“Una giornalista ravennate (Chiara Tadini) ha sondato in prima persona gli esercenti del settore turistico locale sul tema dei «giovani che non hanno più voglia di lavorare». «A condizione di sfruttamento» sarebbe il completamento giusto da dare alla frase alla luce dei riscontri ricevuti dalla giornalista. Niente di nuovo, per carità, ma anche se assomigliano a storie che tutte e tutti abbiamo già sentito, la serialità delle condizioni di sfruttamento riscontrate pesa come un macigno. La ricerca sul campo della giornalista l’ha vista rispondere personalmente alle proposte lavorative verificandone direttamente le condizioni contrattuali. La retribuzione se non è totalmente in nero comunque non corrisponde a quella descritta nella busta paga ufficiale. Livelli contrattuali diversi (inferiori, ovviamente), orario molto più lungo, giorni di riposo si fa per dire…
È il lavoro stagionale per il quale «al momento il 90% dei lavoratori del settore viene dall’estero – Romania, Moldavia e Ucraina in particolar modo – perché è l’unica manodopera che accetta quelle condizioni». Puntualmente quando vengono fatte ispezioni da parte delle Amministrazioni preposte ai controlli le magagne vengono fuori. Le cronache da parte loro snocciolano percentuali da incubo: ad ogni verifica corrisponde almeno un abuso riscontrato. È sempre stato così? Di certo la tendenza va al peggioramento. Di certo stanno aumentando anche le persone non più disposte ad accettare di essere sfruttate come se si trattasse di un bel gioco a cui per premio, qualche volta, arriva per compenso “la paghetta”.
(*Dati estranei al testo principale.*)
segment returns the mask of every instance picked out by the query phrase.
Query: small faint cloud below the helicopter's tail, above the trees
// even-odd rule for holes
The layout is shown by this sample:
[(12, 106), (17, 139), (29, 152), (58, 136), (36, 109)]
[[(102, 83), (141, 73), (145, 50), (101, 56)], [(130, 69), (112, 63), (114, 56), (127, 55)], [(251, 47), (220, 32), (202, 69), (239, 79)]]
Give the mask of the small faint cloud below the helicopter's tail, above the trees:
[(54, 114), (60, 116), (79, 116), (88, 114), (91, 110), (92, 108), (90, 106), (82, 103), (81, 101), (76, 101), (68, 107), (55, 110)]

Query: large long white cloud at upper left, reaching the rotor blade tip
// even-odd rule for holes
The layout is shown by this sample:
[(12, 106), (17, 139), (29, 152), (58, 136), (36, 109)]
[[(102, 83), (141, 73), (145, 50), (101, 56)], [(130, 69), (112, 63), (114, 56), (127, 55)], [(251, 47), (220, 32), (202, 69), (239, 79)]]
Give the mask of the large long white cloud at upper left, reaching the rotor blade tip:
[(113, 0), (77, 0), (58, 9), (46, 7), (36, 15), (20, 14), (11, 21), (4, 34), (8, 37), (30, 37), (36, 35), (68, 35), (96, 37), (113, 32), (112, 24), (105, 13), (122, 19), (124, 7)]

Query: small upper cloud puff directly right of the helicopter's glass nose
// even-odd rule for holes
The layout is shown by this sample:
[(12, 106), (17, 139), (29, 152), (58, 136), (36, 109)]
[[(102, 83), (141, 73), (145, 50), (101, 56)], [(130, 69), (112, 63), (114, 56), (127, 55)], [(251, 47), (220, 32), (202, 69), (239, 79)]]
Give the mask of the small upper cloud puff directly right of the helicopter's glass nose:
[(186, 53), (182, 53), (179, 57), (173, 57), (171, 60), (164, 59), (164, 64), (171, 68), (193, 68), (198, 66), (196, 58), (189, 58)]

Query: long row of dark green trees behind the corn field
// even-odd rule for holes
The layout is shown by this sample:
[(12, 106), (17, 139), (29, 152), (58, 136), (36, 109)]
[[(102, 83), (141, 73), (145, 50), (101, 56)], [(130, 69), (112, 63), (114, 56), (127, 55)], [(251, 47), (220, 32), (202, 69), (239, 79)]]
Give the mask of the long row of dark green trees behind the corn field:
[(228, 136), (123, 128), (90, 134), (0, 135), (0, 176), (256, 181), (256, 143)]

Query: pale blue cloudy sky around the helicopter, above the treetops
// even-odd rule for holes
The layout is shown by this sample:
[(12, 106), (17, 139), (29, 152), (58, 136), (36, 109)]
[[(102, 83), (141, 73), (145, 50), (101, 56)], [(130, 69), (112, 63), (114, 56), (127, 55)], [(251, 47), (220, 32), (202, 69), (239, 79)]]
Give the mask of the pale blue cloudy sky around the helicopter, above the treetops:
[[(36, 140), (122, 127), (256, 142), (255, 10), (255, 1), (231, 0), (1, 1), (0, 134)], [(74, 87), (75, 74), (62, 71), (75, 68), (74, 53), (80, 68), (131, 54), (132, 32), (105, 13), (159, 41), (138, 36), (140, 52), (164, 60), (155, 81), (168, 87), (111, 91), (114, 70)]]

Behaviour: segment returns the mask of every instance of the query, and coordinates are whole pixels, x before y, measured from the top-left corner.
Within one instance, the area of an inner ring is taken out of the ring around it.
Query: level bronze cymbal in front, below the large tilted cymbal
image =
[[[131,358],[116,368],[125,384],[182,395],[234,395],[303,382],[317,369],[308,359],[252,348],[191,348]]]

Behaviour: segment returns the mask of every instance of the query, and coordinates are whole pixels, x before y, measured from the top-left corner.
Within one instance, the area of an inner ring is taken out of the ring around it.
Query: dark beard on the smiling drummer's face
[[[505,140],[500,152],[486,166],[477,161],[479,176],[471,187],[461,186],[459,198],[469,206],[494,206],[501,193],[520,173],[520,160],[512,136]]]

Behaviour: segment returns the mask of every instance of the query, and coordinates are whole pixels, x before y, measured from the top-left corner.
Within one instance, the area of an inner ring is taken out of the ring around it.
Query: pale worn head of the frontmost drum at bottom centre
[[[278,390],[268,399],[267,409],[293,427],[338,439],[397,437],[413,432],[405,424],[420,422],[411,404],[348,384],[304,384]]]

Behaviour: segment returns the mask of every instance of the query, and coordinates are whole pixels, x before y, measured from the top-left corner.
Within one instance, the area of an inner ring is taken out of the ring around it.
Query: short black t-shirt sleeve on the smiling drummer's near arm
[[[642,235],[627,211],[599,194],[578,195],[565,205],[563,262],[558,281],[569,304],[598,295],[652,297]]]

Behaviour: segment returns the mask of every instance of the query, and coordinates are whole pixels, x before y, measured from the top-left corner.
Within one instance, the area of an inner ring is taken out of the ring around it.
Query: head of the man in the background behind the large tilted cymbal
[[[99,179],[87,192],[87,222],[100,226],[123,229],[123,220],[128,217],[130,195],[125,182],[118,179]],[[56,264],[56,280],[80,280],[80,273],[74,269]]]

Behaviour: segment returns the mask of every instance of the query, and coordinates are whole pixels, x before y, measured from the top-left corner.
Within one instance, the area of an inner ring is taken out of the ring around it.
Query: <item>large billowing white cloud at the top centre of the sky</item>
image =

Ravenna in Comune si occupa del lavoro sfruttato fin da quando si è costituita. Non è cambiato molto da allora. Compreso il continuo risalto che viene dato alle lamentele degli “imprenditori”: «Non si trova personale»; «I giovani non hanno più voglia di lavorare»; «Non c’è più spirito di sacrificio, preferiscono stare sul divano a prendere la disoccupazione». Andrebbe detto in realtà che per quelli che ci si ostina a chiamare “imprenditori” sia più appropriato il termine di “schiavista”: non ci si deve dunque stupire se riesce loro sempre più difficile trovare qualcuno che accetti la condizione di “schiavo”. Quando anche da parte delle istituzioni si inizierà a far pesare lo stigma di schiavista invece di partecipare come nulla fosse al taglio di nastri di qualunque nuova impresa dei “nostri” imprenditori, forse la storia degli “schiavi in fuga” prenderà una piega diversa.”